Materials and Methods: In this experimental study, 120 premolars were randomly divided into six groups of 20. In the first three groups, the brackets were bonded by Transbond XT, Transbond Plus, and Beauty Ortho Bond, and were debonded after 30 minutes. Adhesive remnants were removed from the enamel surface by a tungsten carbide bur. Rebonding was done with new brackets as described. The remaining three groups were debonded after aging. The SBS, ARI, and enamel surface morphology were evaluated. The SBS data were analyzed by two-way analysis of variance (ANOVA). The ARI scores were compared by using Mann-U-Whitney and Kruskal-Wallis tests.

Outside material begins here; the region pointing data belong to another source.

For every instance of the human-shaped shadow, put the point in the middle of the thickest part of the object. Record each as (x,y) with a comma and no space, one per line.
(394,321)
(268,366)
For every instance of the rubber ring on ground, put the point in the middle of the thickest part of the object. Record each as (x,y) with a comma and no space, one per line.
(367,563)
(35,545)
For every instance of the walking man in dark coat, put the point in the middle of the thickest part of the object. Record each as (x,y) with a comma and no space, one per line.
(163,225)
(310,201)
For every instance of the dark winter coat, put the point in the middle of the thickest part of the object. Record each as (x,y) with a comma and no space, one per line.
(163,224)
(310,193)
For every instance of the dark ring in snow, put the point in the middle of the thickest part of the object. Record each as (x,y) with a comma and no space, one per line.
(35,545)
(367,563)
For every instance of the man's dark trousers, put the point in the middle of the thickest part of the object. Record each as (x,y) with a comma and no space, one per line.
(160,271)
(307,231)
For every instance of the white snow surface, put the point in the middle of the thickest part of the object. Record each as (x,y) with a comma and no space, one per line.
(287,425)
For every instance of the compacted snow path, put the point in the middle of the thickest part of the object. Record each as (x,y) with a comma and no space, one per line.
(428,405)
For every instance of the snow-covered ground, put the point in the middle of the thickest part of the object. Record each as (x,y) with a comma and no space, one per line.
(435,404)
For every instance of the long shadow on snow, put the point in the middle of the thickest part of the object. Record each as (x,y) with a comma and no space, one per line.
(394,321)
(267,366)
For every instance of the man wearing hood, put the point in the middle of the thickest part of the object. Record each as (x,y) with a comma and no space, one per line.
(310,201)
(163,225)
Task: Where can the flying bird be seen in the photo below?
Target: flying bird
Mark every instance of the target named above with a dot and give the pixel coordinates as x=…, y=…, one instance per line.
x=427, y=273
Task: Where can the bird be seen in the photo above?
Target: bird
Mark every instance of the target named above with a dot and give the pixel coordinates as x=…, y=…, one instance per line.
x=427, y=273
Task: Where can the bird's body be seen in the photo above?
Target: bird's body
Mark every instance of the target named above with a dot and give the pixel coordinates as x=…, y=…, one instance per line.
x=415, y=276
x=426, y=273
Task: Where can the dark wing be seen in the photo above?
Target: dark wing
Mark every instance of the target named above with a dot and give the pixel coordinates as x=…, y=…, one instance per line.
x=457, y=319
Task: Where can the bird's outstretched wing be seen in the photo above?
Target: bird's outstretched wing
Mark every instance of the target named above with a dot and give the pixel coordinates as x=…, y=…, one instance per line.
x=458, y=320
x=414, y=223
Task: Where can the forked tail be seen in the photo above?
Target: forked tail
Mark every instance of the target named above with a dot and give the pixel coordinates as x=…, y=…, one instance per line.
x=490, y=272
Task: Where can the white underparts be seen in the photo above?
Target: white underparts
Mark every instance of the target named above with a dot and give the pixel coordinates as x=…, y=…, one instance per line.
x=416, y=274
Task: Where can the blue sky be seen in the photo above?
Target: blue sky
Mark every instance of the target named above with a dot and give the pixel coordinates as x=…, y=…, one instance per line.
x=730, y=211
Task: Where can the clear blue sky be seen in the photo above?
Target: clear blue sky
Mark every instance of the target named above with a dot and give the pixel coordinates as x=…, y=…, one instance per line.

Results: The SBS of Transbond XT in the first debonding was significantly higher than that of Transbond Plus. Transbond Plus showed a higher SBS than Beauty Ortho Bond. In the second debonding, the SBS values of Transbond XT and Transbond Plus were not significantly different, but their SBS values were significantly higher than that of Beauty Ortho Bond. SEPs showed a higher bond strength in the second bonding compared to the first bonding. Scanning electron microscopy (SEM) showed more porosity in the enamel surface before the second bonding compared to the first bonding. The SBS of Beauty Ortho Bond significantly decreased after aging, and SEM images showed a gap at the resin-enamel interface.
Conclusion: SEPs are recommended for secondary bonding in the clinical setting due to a decreased chair time, less damage to enamel, and an adequate bond strength.